Budaya Belajar Sepanjang Hayat sebagai Karakter Perawat Profesional
I. Pendahuluan
Profesi keperawatan merupakan salah satu profesi kesehatan yang berhadapan langsung dengan dinamika ilmu pengetahuan yang berkembang sangat cepat. Perkembangan teknologi medis, perubahan pola penyakit, serta pembaruan standar prosedur asuhan keperawatan menuntut perawat untuk tidak berhenti belajar setelah menyelesaikan pendidikan formalnya. Fenomena ini melahirkan konsep yang dikenal sebagai budaya belajar sepanjang hayat atau lifelong learning, yaitu proses pembelajaran yang berlangsung terus-menerus sepanjang kehidupan seseorang, tidak dibatasi oleh usia, ruang, maupun jenjang pendidikan formal.
Berbagai kajian ilmiah menegaskan bahwa lifelong learning bukan sekadar pelengkap, melainkan komponen inti dari profesionalisme keperawatan modern. Kajian yang dilakukan oleh Ornellas dkk. menyimpulkan bahwa perawat yang inovatif adalah perawat yang mampu memadukan keterampilan teknis dan perilaku melalui proses belajar berkelanjutan sepanjang kariernya (Ornellas et al., 2022). Senada dengan itu, penelitian Akin Isik dkk. terhadap 1.665 perawat di Turki menemukan bahwa kecenderungan belajar sepanjang hayat berhubungan positif dengan kepuasan kerja perawat, sementara hambatan karier justru menurunkannya (Akin Isik et al., 2026). Temuan ini memperkuat argumen bahwa budaya belajar sepanjang hayat berkontribusi langsung terhadap mutu pelayanan sekaligus kesejahteraan psikologis tenaga keperawatan.

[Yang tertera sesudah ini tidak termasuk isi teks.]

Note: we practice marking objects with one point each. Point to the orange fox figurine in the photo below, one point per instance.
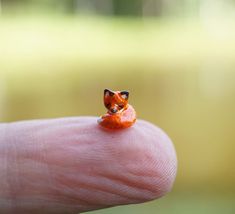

Di sisi lain, dalam hal ini Islam telah jauh lebih dahulu menempatkan aktivitas menuntut ilmu sebagai kewajiban yang melekat pada setiap individu muslim sepanjang hidupnya. Perintah menuntut ilmu termaktub secara eksplisit maupun implisit dalam Al-Qur’an dan hadis Nabi Muhammad saw., sehingga semangat belajar sepanjang hayat sesungguhnya memiliki akar teologis yang kokoh, jauh sebelum konsep tersebut dirumuskan secara akademik dalam ilmu pendidikan modern (Abidi & Arif, 2025).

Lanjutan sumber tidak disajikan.